Next, the mechanics. Northwestern University professor Brayden King collected data from 133 boycott campaigns conducted between 1990 and 2005 and used statistical analysis to identify which tactics are most correlated with success. King argues that boycott campaigns succeed through “market disruption,” targeting a firm’s stock price, and “mediated disruption,” targeting a firm’s public reputation. These two strategies are mutually reinforcing, as economic damage can lead to greater media coverage, and greater media coverage of a company’s difficulties can lead to economic damage.
King’s paper proposes that boycott leaders consider two factors: target selection and activist tactics. The data from King’s study suggest that the ideal target is a large company with a high-status reputation and, to a lesser extent, one without access to “slack resources”—what another scholar defines as “actual or potential resources which allow an organization to adapt successfully to internal pressures for adjustment or to external pressures for change in policy.” Disney, Target, and Bud Light all fit this bill. Each is a large company with a carefully cultivated public reputation, and each was somewhat vulnerable economically: Disney has had ongoing financial problems, Target operates on razor-thin margins, and Bud Light is easily substituted with other products. Associating those firms with gender theory, breast binders, and transgender activism, respectively, stood in stark contrast with each firm’s status quo ante, creating the opportunity for a reversal and a successful boycott.
On the activist side, research suggests that the most important determinant of a successful boycott is driving sustained media coverage, with celebrity endorsements and public demonstrations providing effective multipliers for this form of “mediated disruption.” The data also indicate an additional benefit to having a large, professionally staffed activist organization lead the boycott.
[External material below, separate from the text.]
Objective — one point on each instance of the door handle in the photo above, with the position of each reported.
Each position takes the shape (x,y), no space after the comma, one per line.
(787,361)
These “social movement organizations,” which have proliferated on the left, help garner media coverage, recruit high-profile allies, pressure corporate executives, and orchestrate on-the-ground protests to create additional leverage. Conservatives have not yet established effective pressure groups, but even decentralized social-media activists can force a firm into a negative financial and media cycle, such as happened to Bud Light, which suffered a $400 million decline in revenues following its transgender controversy.
The good news is that conservatives have a promising method for restraining left-wing corporate culture. The recent boycott campaigns against Disney, Target, and Bud Light demonstrate that aligning social-media activists with mass-market outlets, most importantly Fox News and The Daily Wire, can shape public perceptions and convert a firm’s “egregious act” into significant financial and reputational damage. Moving forward, conservatives need to develop professional activist organizations to formalize, direct, and sustain “protracted siege” campaigns against recalcitrant corporations. This combination—social-media agitation, mass-media amplification, and formalized pressure groups—has the potential to be enormously effective.
Conservatives face challenges. First, they must organize. Nonprofits such as the New Tolerance Campaign, American Principles Project, and Consumers’ Research are starting to build the infrastructure for corporate-pressure campaigns, but more needs to be done. Conservatives also must discover whether corporate commitments to critical race theory, gender ideology, and “diversity, equity, and inclusion” are superficial or deeply held. The basic formula for determining a boycott’s success is whether “economic pressure” and “image pressure” are stronger than a firm’s “policy commitment.”
In the years ahead, conservatives will be able to measure these forces more accurately. If American companies are using left-wing ideology for cynical and fleeting purposes, conservatives could continue to secure victories in the corporate sphere. If, on the other hand, corporations are authentically committed to left-wing cultural ideology, and these commitments are cemented in corporate life through countervailing pressure, bureaucratic necessity, and civil-rights law, conservatives will need to fight even harder to tip the scales.